Effective Bodyweight Exercises You Can Do at Home

The cold months are creeping in – and if you’re anything like us, the last thing you want to do is leave the house. When the couch, television, and mounds of blankets are calling your name, how do you abandon them? At the same time, we want to keep our bodies healthy. Are you thinking what we’re thinking? That’s right: a great bodyweight exercise program to follow in the comfort of your own home! Here are some options to help you get started!

Marching Glute Bridge

(image via complete pilates)

Activate your core and glutes with a marching glute bridge. Start by lying down on your back with your knees bent and your feet flat on the floor, arms alongside your body. Slowly lift your hips into a bridge. Once stable, keep one knee bent in the bridge stance and lift the other off the floor. Do your best not to move any other parts of your body. Slowly bring your lifted knee back down and switch legs. Do 10-12 reps on each side, then rest or alternate another exercise into the mix. Start slowly to perfect your balance; once you get it down, you’ll feel the burn.

Triceps Dip

(image via today)

If you’re looking to tone your triceps, focus on tricep dips. Start by sitting in front of a sturdy coffee table, bench, or chair with your legs extended. Put your hands on top of the furniture behind you, shoulder-width apart. Point your fingers toward your body. Use your arm strength to pull your body off the floor. Once straight, slowly bend your elbows until they’re at a 90-degree angle. Push back to the straight position and repeat the process. Do 10-12 reps on each side, then rest or alternate another exercise into the mix.


(image via webmd)

Burpees are an excellent HIIT exercise you can do at home. Start by perfecting the stance: Stand tall with your arms by your side and your feet shoulder-width apart. Then, bend your knees like you’re squatting, but instead of returning to the standing stance, place your hands on the floor in front of your feet. Put your entire body weight in your hands and thrust your legs backward into a plank. Complete a push-up, then return to standing with a jump. Squat, plank, push-up, jump. Do 15 burpees to complete one set. Rest and repeat.

Walking Lunges

(image via verywell/ben goldstein)

There are many types of lunges, but we like the walking lunge, which improves strength, stability, and balance. Start at one end of the room and walk to the other, performing lunges the entire way. Step ahead with one leg, then bend the opposite leg 90 degrees. Straighten the leg, then stand and switch to the other leg. Do this for approximately two minutes to complete the exercise.

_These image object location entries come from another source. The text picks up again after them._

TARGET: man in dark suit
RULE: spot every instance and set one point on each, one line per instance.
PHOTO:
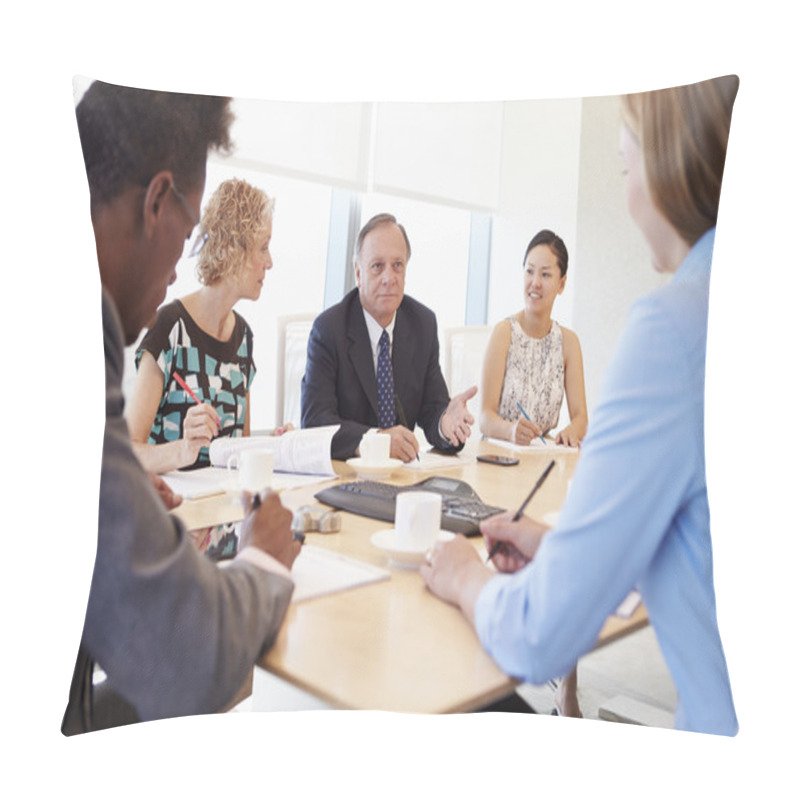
(173, 633)
(373, 359)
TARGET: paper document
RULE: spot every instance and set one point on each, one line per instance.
(209, 481)
(439, 461)
(629, 604)
(318, 571)
(305, 451)
(537, 445)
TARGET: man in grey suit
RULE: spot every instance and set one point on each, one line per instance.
(173, 633)
(346, 383)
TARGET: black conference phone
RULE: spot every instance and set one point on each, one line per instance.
(462, 509)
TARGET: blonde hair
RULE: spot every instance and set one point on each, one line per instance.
(233, 218)
(683, 133)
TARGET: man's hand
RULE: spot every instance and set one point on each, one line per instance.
(404, 443)
(569, 437)
(456, 420)
(518, 540)
(269, 527)
(168, 497)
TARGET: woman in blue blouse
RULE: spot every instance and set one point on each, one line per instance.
(637, 511)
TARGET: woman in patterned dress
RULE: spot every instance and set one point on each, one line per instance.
(203, 340)
(531, 361)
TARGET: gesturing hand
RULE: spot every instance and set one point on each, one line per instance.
(404, 443)
(456, 420)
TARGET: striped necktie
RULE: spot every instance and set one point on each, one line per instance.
(386, 413)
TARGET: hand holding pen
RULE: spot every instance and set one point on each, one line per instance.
(525, 429)
(500, 524)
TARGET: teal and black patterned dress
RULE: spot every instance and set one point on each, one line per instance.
(219, 373)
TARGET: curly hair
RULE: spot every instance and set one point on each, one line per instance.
(234, 217)
(556, 245)
(128, 135)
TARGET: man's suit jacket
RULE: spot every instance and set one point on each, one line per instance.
(339, 385)
(173, 632)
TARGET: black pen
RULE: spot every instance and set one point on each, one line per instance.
(401, 415)
(497, 545)
(296, 535)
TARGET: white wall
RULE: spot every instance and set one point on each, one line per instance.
(544, 164)
(613, 266)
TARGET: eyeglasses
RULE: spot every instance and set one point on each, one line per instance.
(200, 241)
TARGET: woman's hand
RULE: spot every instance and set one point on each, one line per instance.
(523, 431)
(168, 497)
(569, 436)
(518, 540)
(200, 426)
(455, 572)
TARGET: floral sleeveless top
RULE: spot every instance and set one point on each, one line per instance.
(534, 377)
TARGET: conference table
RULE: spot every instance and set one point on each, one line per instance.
(391, 645)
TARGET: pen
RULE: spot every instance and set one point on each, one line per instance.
(401, 415)
(296, 535)
(497, 545)
(185, 387)
(525, 414)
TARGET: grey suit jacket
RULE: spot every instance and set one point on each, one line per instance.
(339, 385)
(174, 633)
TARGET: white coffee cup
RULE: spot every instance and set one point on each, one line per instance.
(375, 448)
(254, 469)
(417, 519)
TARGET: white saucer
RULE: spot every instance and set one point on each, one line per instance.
(401, 555)
(550, 518)
(384, 469)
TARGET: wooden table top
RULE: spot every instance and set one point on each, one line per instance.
(392, 645)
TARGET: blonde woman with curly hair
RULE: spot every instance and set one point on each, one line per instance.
(201, 341)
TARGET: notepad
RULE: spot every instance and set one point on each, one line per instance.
(439, 461)
(318, 571)
(536, 446)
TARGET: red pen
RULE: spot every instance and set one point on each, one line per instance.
(191, 394)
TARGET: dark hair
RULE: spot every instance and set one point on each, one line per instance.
(555, 243)
(379, 219)
(683, 133)
(128, 135)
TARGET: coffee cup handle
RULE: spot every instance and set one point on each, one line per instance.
(233, 458)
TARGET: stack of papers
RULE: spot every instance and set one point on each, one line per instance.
(317, 572)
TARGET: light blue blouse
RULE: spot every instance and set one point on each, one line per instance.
(636, 516)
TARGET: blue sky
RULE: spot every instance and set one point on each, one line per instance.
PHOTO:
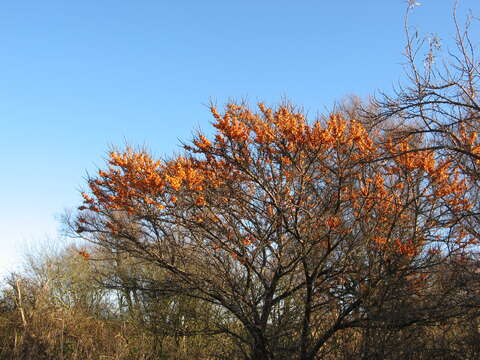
(80, 76)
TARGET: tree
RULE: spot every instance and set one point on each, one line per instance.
(295, 231)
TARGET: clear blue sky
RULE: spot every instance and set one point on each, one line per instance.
(78, 76)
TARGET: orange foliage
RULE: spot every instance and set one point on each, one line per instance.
(277, 157)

(image via prescription fitness)

Burn calories and get your lower muscles working in overdrive with step-ups. They’ll also help you with stability and balance. Start by standing in front of a surface that’s knee high, like a bench or a gym block. Then, step up with your right foot, pushing through with your heel. While you’re in the air, raise your left knee. Next, lower your left leg down and step backward off the bench. Do 10-15 reps, then switch legs.